We’ve seen so much progress for LGBTQ citizens, and yet we’ve also seen so much hate, disinformation, and cruelty as well. The progress should be celebrated, yet in the context of basic rights for our fellow human beings, the bar that we’re clearing as a society is one lies on the floor. It’s a pathetic indictment on our society and politics that the lives, goals, and pursuits of LGBTQ folk are being constantly threatened by a barrage of idiotic and barbaric laws and bad faith rhetoric. It’s such a simple concept that kindergartners understand it: humans are all equally worthy of respect, agency, and basic rights. Any language that goes against this most basic principle should be condemned in the strongest language, along with those who propagate it. There are no half measures here, humanity is humane, and basic decency shouldn’t be contingent on who folks are, who they love, and how they identify themselves.
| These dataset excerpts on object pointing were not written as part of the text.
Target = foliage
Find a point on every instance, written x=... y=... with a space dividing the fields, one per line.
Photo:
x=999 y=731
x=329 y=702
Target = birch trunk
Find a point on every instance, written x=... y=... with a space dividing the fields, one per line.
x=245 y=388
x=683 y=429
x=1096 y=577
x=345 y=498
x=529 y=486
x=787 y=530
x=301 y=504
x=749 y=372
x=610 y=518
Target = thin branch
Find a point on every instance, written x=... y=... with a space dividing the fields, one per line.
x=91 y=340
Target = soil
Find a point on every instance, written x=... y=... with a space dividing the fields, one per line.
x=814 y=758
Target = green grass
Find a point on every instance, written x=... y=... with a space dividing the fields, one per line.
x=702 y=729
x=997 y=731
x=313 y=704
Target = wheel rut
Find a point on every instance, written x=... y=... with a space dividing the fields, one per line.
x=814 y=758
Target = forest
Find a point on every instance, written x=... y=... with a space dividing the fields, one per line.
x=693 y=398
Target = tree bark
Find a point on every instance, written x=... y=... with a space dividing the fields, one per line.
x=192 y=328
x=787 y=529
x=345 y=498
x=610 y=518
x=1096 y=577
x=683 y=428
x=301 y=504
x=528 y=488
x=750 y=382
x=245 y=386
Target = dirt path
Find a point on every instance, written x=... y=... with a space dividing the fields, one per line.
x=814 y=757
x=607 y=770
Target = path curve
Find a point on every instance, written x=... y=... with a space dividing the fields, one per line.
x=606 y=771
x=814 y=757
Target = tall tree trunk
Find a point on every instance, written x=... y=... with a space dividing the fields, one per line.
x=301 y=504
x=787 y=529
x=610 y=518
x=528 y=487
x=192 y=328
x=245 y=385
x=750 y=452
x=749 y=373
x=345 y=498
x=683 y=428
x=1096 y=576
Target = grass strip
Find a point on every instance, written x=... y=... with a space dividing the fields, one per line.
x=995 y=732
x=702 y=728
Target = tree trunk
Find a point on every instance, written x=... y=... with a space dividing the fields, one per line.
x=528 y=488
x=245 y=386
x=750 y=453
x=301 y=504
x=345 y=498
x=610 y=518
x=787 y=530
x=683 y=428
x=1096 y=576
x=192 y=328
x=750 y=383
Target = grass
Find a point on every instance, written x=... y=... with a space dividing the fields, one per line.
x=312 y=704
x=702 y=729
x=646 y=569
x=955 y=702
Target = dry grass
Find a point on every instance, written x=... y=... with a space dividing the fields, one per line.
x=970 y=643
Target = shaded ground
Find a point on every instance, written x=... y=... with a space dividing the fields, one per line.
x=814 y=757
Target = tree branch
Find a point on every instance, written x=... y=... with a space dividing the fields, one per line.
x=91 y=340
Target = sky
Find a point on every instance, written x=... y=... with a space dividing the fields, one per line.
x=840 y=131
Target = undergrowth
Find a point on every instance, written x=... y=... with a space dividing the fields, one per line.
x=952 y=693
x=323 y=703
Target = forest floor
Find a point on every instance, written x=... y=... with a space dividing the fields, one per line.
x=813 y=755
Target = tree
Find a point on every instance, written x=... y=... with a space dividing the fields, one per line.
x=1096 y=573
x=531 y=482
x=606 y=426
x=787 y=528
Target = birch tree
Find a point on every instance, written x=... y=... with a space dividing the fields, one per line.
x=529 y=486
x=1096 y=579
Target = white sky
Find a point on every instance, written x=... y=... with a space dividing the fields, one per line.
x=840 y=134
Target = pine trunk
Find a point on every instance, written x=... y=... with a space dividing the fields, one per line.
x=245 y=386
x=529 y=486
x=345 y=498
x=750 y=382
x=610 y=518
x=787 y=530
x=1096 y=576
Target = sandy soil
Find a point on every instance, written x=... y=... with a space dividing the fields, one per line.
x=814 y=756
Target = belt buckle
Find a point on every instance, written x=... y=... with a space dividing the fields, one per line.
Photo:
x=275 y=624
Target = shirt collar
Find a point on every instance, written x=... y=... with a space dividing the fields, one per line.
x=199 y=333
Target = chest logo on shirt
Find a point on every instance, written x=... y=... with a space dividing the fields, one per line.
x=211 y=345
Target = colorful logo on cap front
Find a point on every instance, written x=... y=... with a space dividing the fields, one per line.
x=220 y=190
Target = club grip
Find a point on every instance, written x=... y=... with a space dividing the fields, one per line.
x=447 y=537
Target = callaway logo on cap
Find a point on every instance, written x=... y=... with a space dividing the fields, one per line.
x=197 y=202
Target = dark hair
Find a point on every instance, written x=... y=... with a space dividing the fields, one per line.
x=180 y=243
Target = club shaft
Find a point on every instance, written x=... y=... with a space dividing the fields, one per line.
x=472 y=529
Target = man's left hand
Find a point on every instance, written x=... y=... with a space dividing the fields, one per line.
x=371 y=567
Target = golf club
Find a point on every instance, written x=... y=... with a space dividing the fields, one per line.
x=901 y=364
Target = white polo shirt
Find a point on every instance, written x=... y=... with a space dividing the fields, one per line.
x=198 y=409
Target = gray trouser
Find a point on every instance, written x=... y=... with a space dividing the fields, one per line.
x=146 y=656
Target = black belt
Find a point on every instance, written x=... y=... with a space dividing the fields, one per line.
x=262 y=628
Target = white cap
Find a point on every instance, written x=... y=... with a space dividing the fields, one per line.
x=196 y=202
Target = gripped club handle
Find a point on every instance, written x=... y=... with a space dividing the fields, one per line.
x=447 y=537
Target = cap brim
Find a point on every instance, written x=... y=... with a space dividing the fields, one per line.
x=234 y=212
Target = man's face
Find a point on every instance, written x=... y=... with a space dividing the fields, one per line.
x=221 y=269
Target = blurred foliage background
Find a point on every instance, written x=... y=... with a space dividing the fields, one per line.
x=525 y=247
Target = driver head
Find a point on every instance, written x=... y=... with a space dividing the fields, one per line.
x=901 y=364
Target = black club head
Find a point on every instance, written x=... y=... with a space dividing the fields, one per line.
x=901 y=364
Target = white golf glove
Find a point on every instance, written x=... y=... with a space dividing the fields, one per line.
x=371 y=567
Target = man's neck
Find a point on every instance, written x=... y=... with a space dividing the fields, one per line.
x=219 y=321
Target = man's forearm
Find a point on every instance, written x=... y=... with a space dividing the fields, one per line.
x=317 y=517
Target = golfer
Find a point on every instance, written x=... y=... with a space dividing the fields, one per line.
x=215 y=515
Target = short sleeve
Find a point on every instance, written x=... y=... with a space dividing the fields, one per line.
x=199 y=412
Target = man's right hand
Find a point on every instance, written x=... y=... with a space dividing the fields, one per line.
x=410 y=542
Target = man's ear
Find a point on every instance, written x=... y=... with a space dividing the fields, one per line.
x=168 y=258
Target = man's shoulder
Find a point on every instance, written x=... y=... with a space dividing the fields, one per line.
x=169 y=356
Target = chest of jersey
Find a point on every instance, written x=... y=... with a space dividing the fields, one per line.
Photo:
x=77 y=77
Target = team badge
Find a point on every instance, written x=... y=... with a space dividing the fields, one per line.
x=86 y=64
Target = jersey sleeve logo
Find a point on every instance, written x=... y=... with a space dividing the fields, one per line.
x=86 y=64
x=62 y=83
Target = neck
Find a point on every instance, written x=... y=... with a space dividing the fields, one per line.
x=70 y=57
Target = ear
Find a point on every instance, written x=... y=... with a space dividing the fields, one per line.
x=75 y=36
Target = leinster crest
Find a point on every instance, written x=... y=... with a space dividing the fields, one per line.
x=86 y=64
The jazz world has a lot to answer for in this respect. Jazz culture continues to struggle with misogyny, sexism, homophobia, transphobia, and hetero normative in groups that have hindered our collective creative and artistic potential. Jazz has a shameful track record in this regard, one that we share with the culture at large. Despite the hate and ignorance, jazz’s history is rich with brilliant LGBTQ performers, composers, and artists. Many in the past were closeted, some were known to be queer within the arts scene, but were forced by record labels to play straight for the masses. Many of the songs we will hear are by contemporary musicians. All in all though, jazz and our society at large, benefits greatly from extending freedom and full citizenship to all groups, especially those who have been historically marginalized. Everyone benefits from diversity. It’s so simple to understand, we all just have to be as nice and smart as 5 year olds to make it happen.